Już w „Amoris Leatitia” padają znamienne słowa, że potępienie jest niezgodne z logiką Ewangelii. Wielu komentatorów odebrało to wówczas jako rodzaj zaprzeczania istnienia takiej perspektywy. Zresztą – co celnie dostrzega Meloni – dokumenty papieskie i wypowiedzi kard. Fernandeza (włącznie ze zgodą na błogosławienie małżeństw tej samej płci), kwestionują potrzebę przestrzegania szóstego i dziewiątego przykazania, czego naturalną konsekwencją musi być przyznanie, iż skoro nie grozi za to żadna sankcja po śmierci, nacisk na wieczną perspektywę nie jest wcale konieczny.
I właśnie to skupienie na doczesności jest jedną z cech nauczania hierarchy. W nowym dokumencie Dykasterii Nauki Wiary „Dignitas infinita”, kard. Fernandez choć potępia aborcję, to jednak zasadniczo skupia się na biedzie czy nierównościach, pokazując w ten sposób specyficzny system wartości.
W tym sensie – twierdzi Meloni – Fernandez przypomina lidera nieformalnej progresywnej grupy w Kościele, tzw. Mafii z Sankt Gallen, kard. Carlo Marię Martiniego, który również nieproporcjonalnie dużo miejsca poświęcał nierównościom i braku sprawiedliwości społecznej kosztem kwestii moralnych czy etyki seksualnej.
Nowe oblicze „mafii”?
Kard. Martini także lubił sugerować, że piekło w zasadzie może być puste. „Mam nadzieję, że prędzej czy później Bóg wszystkich odkupi. Jestem wielkim optymistą” – pisał w jednej z książek.
Hierarcha słynął też z kontrowersyjnych wypowiedzi, które przysporzyły mu – całkiem zresztą słusznie – łatkę liberała.

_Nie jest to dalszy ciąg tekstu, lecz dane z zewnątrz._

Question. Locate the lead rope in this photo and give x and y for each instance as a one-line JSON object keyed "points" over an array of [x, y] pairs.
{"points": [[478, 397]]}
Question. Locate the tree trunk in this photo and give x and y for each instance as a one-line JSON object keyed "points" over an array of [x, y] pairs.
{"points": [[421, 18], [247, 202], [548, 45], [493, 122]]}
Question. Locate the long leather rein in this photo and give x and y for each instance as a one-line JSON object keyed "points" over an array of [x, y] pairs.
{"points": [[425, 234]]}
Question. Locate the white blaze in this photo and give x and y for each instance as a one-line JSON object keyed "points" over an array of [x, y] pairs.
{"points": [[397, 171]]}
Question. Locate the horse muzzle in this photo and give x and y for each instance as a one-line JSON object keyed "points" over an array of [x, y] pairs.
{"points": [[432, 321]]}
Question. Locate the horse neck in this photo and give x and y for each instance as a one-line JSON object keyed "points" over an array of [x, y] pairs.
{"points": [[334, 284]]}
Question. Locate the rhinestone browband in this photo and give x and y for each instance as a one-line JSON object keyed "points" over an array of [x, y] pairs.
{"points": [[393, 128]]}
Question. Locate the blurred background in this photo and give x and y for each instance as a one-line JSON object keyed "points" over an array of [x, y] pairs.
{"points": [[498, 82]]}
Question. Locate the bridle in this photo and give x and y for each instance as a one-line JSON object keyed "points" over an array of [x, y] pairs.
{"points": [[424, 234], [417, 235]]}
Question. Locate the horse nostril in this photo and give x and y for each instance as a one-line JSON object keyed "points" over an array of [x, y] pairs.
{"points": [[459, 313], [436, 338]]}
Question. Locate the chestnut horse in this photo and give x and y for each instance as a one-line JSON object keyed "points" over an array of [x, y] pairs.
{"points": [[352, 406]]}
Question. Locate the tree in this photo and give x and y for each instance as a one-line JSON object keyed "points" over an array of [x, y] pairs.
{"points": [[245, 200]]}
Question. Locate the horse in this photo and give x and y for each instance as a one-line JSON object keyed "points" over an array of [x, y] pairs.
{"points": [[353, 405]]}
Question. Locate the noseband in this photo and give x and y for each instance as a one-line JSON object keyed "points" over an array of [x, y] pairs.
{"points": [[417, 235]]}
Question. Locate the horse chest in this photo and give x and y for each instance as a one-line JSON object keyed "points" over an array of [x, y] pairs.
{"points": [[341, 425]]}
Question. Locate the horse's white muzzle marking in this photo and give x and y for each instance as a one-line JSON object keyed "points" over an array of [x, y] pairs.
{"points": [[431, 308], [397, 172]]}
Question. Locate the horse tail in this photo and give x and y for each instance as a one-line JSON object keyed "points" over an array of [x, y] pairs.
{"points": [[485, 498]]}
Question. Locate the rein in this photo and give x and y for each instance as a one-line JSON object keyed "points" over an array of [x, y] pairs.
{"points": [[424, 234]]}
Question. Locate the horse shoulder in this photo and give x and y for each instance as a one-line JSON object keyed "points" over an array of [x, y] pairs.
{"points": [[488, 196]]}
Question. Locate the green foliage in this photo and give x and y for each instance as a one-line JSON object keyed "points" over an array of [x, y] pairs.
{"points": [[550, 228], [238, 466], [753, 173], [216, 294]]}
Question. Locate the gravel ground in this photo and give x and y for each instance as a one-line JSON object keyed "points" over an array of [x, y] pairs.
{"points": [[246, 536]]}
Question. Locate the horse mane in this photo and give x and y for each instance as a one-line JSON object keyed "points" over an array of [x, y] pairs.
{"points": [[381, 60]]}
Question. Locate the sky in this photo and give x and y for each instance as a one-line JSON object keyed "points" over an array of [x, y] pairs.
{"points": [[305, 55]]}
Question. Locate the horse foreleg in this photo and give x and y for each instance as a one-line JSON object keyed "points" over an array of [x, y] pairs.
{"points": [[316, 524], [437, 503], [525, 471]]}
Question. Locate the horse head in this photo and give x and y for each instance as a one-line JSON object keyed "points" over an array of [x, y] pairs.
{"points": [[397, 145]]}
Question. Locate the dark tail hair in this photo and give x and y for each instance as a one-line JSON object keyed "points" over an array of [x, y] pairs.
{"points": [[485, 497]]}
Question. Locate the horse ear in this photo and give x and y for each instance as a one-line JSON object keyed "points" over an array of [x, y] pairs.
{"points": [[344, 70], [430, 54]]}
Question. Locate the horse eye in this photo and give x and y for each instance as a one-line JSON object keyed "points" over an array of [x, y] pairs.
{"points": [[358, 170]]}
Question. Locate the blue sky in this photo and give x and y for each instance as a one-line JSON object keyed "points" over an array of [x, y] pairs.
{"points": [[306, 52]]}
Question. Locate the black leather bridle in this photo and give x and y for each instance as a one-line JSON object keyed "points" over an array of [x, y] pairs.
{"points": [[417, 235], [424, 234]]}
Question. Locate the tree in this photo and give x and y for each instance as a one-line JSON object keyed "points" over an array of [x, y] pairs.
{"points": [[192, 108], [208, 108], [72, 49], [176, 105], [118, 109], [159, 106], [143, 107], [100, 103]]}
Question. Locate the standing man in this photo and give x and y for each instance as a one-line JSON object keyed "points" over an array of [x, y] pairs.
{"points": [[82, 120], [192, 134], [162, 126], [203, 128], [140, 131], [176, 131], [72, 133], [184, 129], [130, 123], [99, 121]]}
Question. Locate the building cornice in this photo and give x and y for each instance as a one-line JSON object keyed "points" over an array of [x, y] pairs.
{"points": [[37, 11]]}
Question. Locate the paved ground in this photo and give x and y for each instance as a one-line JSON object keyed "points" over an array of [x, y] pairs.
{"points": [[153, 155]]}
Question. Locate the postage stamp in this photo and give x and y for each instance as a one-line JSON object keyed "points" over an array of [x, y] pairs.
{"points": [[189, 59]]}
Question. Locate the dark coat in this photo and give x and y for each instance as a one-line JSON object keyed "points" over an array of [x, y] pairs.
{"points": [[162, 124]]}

Zauważył na przykład, że Kościół zbyt wiele mówi o grzechu i że zamiast z tego powinien walczyć z „grzechem w świecie”. Czy to zatem możliwe, że nowym liderem „Sankt Gallen” stanie się obecny prefekt Dykasterii Nauki Wiary?
Meloni przypomina, że nominacja kard. Fernandeza odbywała się w dość osobliwy sposób. Papież napisał bowiem do niego nadzwyczajny list, w którym zachęcał go, by dokonał istotnych zmian w Dykasterii. Pisał, iż kiedyś jej urzędnicy stosowali niemoralne metody. „Był to czasy, gdy zamiast szerzyć wiedzę teologiczną, wskazywano błędy doktrynalne. Z pewnością od ciebie oczekuję czegoś innego” – pisał papież Franciszek.
Zdaniem Meloni, kard. Fernandez obrał nowy kurs, zezwalając na błogosławienie związków homoseksualnych, spekulując na temat tego, że piekło pozostaje puste i hołdując modernistycznej logice zmiany w Kościele, poprzez głoszenie przekonania, że doktryna może ewoluować i zmieniać się wraz z coraz wyższym rozwojem ludzkiej świadomości.
„Z kard. Fernándezem na czele ważnej Dykasterii Kościoła żyjemy w dziwnym czasie. Niestety, osiągnięcia tego hierarchy – co widać po historii jego tekstów, od szokująco erotycznych po „Amoris Laetitia” – sugerują, że zostanie przekroczonych więcej granic” – kończy publicystka „One Peter Five”.